To the list, one could also add Milton, who applies Spenser’s description to Satan’s daughter Sin in Paradise Lost. And there was St. Augustine, who described prostitutes as a palace built above a sewer.

One doesn’t need to be a Freudian to see a connection between white middle class male anxieties, increasing gun sales, and increasing attacks on female reproductive rights. President Obama has been seen as an emasculating figure by many of his detractors, and a President Hillary Clinton would undoubtedly exacerbate these anxieties further.

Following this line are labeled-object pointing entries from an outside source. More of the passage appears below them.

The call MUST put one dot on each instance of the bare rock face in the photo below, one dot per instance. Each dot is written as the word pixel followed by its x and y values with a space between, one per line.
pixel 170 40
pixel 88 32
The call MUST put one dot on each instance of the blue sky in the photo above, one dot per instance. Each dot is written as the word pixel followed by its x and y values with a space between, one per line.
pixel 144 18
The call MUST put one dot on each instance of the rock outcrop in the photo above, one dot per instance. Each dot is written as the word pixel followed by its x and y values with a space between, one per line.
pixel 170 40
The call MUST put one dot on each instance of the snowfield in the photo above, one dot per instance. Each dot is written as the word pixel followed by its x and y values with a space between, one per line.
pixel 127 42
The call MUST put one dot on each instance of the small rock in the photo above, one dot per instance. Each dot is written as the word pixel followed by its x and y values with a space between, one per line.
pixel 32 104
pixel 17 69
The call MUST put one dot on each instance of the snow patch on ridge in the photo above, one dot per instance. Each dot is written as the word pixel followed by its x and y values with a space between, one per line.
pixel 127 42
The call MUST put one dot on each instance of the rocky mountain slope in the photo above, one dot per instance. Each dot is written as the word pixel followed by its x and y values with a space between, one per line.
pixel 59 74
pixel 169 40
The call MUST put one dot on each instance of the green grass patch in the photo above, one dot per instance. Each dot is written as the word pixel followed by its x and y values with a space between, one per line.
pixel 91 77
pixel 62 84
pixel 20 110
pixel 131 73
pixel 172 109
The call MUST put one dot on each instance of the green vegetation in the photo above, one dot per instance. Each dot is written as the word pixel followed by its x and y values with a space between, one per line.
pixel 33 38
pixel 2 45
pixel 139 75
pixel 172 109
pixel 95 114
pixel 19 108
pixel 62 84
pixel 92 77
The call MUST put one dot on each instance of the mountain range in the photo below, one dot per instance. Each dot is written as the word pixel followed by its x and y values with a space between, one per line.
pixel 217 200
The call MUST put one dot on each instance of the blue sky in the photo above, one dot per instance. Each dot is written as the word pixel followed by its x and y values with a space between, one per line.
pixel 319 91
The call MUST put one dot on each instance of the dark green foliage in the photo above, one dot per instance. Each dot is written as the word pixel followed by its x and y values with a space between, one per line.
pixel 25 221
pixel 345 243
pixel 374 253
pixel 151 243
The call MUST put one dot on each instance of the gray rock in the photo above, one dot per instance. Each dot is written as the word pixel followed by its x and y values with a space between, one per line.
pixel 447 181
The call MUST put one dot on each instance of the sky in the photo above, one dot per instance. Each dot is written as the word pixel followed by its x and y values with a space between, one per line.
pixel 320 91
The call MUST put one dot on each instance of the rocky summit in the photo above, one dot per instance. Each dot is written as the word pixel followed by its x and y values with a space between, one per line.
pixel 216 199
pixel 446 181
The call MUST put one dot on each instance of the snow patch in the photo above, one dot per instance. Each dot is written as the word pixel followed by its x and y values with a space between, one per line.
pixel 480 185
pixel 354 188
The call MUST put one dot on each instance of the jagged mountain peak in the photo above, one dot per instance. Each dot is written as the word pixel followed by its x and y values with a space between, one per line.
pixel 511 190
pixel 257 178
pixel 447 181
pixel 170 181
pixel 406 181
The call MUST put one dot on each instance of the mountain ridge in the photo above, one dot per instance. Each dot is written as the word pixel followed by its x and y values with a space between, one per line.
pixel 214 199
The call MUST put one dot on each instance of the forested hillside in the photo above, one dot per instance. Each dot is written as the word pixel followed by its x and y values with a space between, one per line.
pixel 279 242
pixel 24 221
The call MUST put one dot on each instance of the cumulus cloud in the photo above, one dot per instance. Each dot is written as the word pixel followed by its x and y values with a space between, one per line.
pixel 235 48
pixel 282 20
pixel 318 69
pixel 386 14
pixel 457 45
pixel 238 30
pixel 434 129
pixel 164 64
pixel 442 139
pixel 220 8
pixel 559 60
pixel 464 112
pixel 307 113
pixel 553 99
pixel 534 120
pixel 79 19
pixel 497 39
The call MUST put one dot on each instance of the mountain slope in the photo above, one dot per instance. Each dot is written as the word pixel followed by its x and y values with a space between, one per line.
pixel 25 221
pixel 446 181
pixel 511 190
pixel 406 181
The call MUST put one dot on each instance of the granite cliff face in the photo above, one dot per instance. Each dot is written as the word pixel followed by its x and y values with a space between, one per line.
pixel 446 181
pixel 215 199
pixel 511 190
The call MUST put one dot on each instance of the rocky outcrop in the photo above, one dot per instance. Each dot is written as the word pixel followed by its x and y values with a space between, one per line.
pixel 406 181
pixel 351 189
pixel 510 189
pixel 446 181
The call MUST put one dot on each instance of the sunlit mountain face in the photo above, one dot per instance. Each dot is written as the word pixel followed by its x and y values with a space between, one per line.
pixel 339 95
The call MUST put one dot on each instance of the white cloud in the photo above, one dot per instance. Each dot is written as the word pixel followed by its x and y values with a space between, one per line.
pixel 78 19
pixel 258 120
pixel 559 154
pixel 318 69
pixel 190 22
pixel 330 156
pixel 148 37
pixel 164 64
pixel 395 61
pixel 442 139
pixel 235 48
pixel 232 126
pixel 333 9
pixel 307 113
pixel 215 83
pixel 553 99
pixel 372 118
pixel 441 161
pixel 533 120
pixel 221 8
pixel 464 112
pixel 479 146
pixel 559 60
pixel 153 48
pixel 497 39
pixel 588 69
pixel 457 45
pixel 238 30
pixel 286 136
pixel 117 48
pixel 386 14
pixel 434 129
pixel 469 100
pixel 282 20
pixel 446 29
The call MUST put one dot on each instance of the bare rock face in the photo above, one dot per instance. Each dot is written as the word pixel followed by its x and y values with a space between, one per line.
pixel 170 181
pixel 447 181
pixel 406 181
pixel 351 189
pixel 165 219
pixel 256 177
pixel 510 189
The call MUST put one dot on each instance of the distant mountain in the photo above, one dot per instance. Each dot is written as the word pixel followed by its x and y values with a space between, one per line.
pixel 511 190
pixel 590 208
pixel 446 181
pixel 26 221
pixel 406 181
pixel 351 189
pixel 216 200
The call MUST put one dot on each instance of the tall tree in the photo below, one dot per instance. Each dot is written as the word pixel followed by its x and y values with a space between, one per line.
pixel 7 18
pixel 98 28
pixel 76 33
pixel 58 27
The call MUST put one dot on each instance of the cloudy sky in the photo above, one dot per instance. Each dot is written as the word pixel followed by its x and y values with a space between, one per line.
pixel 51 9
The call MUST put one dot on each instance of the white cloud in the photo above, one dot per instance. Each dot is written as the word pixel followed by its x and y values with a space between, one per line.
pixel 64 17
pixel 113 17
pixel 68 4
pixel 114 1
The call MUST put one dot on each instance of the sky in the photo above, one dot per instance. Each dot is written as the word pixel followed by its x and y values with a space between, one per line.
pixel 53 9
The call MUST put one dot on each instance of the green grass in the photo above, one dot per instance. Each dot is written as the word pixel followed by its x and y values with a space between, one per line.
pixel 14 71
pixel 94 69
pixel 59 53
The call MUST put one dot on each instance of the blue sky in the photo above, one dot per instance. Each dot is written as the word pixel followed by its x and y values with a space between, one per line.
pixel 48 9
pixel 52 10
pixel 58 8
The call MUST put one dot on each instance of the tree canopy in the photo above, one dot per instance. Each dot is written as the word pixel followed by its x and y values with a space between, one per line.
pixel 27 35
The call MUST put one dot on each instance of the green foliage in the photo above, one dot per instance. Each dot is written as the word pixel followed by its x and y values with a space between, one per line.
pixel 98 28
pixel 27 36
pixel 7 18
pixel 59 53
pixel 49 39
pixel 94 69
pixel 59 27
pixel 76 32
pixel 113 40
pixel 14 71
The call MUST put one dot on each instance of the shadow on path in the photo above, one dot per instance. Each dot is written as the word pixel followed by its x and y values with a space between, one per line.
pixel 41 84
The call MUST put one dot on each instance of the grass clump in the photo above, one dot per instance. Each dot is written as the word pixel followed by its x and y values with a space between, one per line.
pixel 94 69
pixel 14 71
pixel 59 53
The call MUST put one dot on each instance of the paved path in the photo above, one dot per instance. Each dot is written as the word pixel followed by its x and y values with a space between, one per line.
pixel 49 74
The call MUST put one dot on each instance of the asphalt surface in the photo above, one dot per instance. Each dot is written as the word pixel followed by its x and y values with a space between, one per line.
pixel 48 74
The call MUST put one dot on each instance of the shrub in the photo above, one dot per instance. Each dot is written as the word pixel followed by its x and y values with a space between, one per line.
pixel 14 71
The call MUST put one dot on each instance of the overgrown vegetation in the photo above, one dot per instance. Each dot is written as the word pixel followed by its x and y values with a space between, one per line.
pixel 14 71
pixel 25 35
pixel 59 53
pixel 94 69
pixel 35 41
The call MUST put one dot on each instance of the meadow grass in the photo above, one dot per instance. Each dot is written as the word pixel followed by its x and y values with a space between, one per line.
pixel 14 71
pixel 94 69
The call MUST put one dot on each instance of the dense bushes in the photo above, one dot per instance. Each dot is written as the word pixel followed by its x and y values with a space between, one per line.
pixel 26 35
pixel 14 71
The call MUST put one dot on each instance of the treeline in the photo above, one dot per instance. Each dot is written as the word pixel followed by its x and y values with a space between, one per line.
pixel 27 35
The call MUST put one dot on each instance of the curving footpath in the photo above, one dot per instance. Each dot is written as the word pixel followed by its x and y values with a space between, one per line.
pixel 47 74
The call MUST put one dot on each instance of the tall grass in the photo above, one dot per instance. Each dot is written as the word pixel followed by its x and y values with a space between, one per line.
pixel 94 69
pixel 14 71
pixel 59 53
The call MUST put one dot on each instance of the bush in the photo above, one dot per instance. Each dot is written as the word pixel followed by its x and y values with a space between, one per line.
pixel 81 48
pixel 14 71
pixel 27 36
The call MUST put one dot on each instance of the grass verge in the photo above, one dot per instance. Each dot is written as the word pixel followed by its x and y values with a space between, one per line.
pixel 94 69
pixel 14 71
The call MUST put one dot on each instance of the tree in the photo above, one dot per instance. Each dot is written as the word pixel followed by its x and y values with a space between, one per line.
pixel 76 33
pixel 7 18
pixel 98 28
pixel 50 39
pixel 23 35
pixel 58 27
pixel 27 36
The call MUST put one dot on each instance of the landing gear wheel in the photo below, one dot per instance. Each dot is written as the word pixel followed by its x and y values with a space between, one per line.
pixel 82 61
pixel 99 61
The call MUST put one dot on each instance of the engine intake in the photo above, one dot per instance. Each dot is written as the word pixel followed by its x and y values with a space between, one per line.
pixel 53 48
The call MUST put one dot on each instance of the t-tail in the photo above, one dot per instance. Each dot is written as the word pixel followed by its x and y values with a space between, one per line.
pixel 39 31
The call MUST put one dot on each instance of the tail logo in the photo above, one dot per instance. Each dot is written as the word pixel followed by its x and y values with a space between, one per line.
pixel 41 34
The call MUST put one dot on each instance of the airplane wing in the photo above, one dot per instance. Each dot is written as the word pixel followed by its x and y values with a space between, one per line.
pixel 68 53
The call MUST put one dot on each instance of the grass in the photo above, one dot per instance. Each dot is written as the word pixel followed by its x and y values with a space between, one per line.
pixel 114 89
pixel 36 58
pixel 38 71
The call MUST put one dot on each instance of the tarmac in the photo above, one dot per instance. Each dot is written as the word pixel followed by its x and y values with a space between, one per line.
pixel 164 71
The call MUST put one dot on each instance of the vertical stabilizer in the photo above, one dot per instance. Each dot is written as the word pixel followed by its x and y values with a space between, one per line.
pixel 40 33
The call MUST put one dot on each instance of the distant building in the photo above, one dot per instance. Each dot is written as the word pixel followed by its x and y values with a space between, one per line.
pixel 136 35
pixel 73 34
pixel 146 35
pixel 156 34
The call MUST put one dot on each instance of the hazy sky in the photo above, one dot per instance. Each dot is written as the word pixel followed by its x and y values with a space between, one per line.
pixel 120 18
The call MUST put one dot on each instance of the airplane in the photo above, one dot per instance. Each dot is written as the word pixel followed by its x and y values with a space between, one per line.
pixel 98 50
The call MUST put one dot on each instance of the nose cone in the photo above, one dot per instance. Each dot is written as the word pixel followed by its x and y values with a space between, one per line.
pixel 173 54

At one point in her career, Clinton baked cookies to reassure Americans that they would not get a feminazi as their First Lady. But if there’s anything we’ve learned from the Clinton and Obama years, her opponents are not going to be won over by such strategies. I therefore suggest that she instead go full Wife of Bath:

In wyfhod I wol use myn instrument
As frely as my Makere hath it sent.

As Chaucer’s most memorable character understands only too well, sometimes offense is the only good defense. I’m not suggesting that Hillary become a dominatrix, with spurs and a riding whip. But she should push hard and unapologetically for women’s issues.